A study conducted by the Royal Veterinary College in collaboration with UT Southwestern Medical Center demonstrates the potential of gene editing technology to treat Duchenne muscular dystrophy

Dogs in the RVC’s DMD research programme playing in grassy paddocks

Researchers at the Royal Veterinary College (RVC), in collaboration with researchers at University of Texas, Southwestern (UTSW) Medical Center, have made a significant breakthrough in the search for a durable treatment for Duchenne muscular dystrophy (DMD). The team, led by Eric Olson, Ph.D., professor and chair of the Department of Molecular Biology at UTSW Medical Center and founder and chief science advisor of Exonics Therapeutics, the company formed to advance the development of this therapeutic approach, and Richard Piercy, Ph.D., MRCVS, Professor of Comparative Neuromuscular Disease at the RVC, has succeeded in using gene editing techniques on dogs to restore the expression of the dystrophin protein that is absent in DMD patients’ muscles to levels that could be life changing.

DMD is the most common, fatal, genetic disease that affects children. The same disorder also occurs in many dog breeds. It is caused by mutations in the gene that encodes dystrophin, a crucial protein that helps protect muscle fibres and the heart when they contract. Patients with the disease produce effectively no dystrophin protein, so their muscles and heart become damaged during contraction, leading to inability to walk, skeletal deformities, breathing problems and heart failure. Patients with DMD have a life expectancy that does not go far beyond their twenties.

This preliminary research, published today in Science, demonstrates an approach that could lead to an effective, in principle one-time treatment for DMD for the most common genetic mutations affecting human patients. Through a single intravenous injection, researchers have been able to modify the dystrophin gene in many muscles of the body, including the heart, with the result that some muscles now had almost the normal amounts of dystrophin protein.

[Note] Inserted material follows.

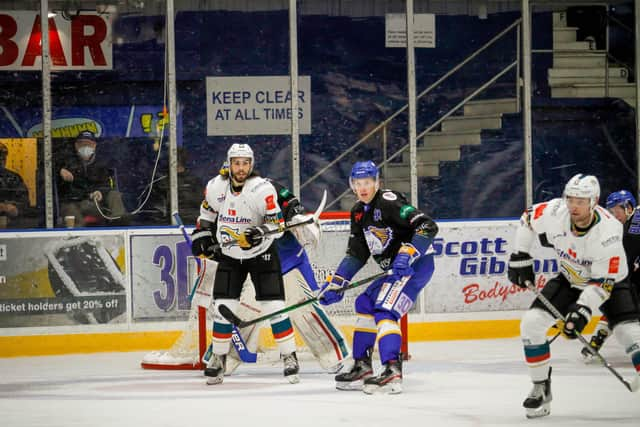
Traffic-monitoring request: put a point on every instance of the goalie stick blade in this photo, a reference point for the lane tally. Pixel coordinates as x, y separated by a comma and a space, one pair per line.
230, 316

Piercy’s team, working alongside clinicians in the RVC’s neurology service, identified a naturally-occurring mutation in the dystrophin gene in a dog brought to the RVC’s Small Animal Referral Hospital. Working now with relatives of this first dog, the combined group has used a technique called ‘SingleCut CRISPR gene editing’, where the researchers target a specific region of the subject’s own DNA. Harmless viruses encoding the gene-editing protein CRISPR/Cas9 were used to express the enzyme in muscle to cut the dogs’ own DNA at a precise location in the dystrophin gene through use of a molecular guide. The body’s own processes then repair the cut, which results in removing the negative effects of the existing mutation. The researchers have demonstrated that dogs treated in this way had restored ability to produce large amounts of the dystrophin protein in their muscles and heart, and in the dog with the highest dose, cardiac muscles were found to have restored dystrophin protein to up to 92 percent of normal amounts after the single treatment.

The research was conducted according to the UK’s Animal Scientific Procedures Act with approval of the local Animal Welfare Ethical Review Board and in accordance with a specialist, independent Scientific Advisory and Ethics Board.

Initial support for the study was provided by CureDuchenne Ventures, the arm of the CureDuchenne charity that funds emerging projects to find treatments for Duchenne Muscular Dystrophy. The RVC’s DMD research programme to characterise the natural progression of the disease in dogs, which provided the foundation for this study, has been supported by grants from The Wellcome Trust, Muscular Dystrophy UK and Duchenne Ireland.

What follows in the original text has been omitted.